Another book advertised as a rom-com that's really a contemporary romance. There's nothing really wrong with this book - just wasn't vibing for me. A little too heavy for what it's being billed as. I'm going to blame the publisher for that. Everyone wants that sweet, sweet rom com money. But 60 pages in and I was still waiting for the Rom AND the Com.

DNFing because there's just not much emotional connection between Ari and Russell. I can appreciate that RLS is a good writer. There's a ton of nice writing here. But I'm just not feeling the tension. I'm not feeling the stakes. It just feels a bit distant and almost santized? Like there might have been more emotional resonance that just got whittled away in edits. It's hard to describe. There's just something missing for me. 
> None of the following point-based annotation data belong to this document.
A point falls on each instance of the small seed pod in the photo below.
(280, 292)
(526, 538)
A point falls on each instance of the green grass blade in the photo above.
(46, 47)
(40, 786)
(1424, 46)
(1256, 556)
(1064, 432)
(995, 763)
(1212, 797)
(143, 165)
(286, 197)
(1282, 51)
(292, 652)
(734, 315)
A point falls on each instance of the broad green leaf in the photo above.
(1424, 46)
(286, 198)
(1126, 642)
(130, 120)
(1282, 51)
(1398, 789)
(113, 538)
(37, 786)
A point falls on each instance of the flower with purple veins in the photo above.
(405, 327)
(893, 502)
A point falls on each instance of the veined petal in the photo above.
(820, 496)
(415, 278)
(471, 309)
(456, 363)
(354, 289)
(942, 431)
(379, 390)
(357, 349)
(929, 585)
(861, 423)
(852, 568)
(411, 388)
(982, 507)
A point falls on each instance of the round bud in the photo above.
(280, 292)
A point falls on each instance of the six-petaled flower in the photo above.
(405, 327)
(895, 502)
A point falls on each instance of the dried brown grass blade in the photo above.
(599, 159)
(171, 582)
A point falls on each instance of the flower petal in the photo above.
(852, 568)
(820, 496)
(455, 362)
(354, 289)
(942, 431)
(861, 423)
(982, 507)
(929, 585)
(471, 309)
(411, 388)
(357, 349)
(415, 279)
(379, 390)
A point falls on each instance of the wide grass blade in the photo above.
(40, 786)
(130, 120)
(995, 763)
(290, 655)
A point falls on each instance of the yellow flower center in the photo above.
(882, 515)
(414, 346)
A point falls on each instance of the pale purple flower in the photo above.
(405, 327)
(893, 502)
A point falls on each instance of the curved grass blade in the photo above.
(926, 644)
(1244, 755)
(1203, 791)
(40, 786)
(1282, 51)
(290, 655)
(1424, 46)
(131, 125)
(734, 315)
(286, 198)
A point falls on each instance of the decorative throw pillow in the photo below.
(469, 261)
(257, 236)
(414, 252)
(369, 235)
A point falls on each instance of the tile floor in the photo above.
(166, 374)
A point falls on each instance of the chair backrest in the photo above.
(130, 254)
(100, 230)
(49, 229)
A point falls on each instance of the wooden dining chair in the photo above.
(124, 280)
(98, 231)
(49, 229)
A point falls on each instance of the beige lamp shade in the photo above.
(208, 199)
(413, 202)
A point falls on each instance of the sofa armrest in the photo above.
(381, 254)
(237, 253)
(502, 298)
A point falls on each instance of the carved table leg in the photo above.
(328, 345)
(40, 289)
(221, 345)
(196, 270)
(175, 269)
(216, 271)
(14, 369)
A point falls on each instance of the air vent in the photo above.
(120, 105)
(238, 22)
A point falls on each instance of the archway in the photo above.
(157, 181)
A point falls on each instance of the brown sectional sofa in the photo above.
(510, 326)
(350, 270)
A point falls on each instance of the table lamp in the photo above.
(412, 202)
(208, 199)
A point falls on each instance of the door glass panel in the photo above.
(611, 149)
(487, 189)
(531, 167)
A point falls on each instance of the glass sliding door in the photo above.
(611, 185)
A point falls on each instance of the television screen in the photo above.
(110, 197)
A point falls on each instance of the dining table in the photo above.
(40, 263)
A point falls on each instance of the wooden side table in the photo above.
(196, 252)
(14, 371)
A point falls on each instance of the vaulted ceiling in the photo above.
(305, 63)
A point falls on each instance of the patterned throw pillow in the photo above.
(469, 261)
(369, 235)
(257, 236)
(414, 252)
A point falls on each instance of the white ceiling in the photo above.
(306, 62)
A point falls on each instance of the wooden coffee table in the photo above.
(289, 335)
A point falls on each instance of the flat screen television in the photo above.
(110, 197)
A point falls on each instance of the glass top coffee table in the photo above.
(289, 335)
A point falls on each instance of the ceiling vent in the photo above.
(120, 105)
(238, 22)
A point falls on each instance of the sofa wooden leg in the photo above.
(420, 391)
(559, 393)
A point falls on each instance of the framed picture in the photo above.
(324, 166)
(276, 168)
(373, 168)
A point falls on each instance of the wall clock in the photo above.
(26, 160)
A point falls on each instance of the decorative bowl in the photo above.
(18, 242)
Anyways grumble grumble grumble people are very picky about their romance and I am people.

What a blast from the past. Like a combo of Underworld and the campiest episodes of Buffy. I’m so glad I didn’t discover these books in the 2010s cause they would have been my whole personality. 

Edit: They're re-releasing these books with super cute cartoony covers. Oh boy, I might have to start collecting them. I believe this one is being re-released in Oct 2024.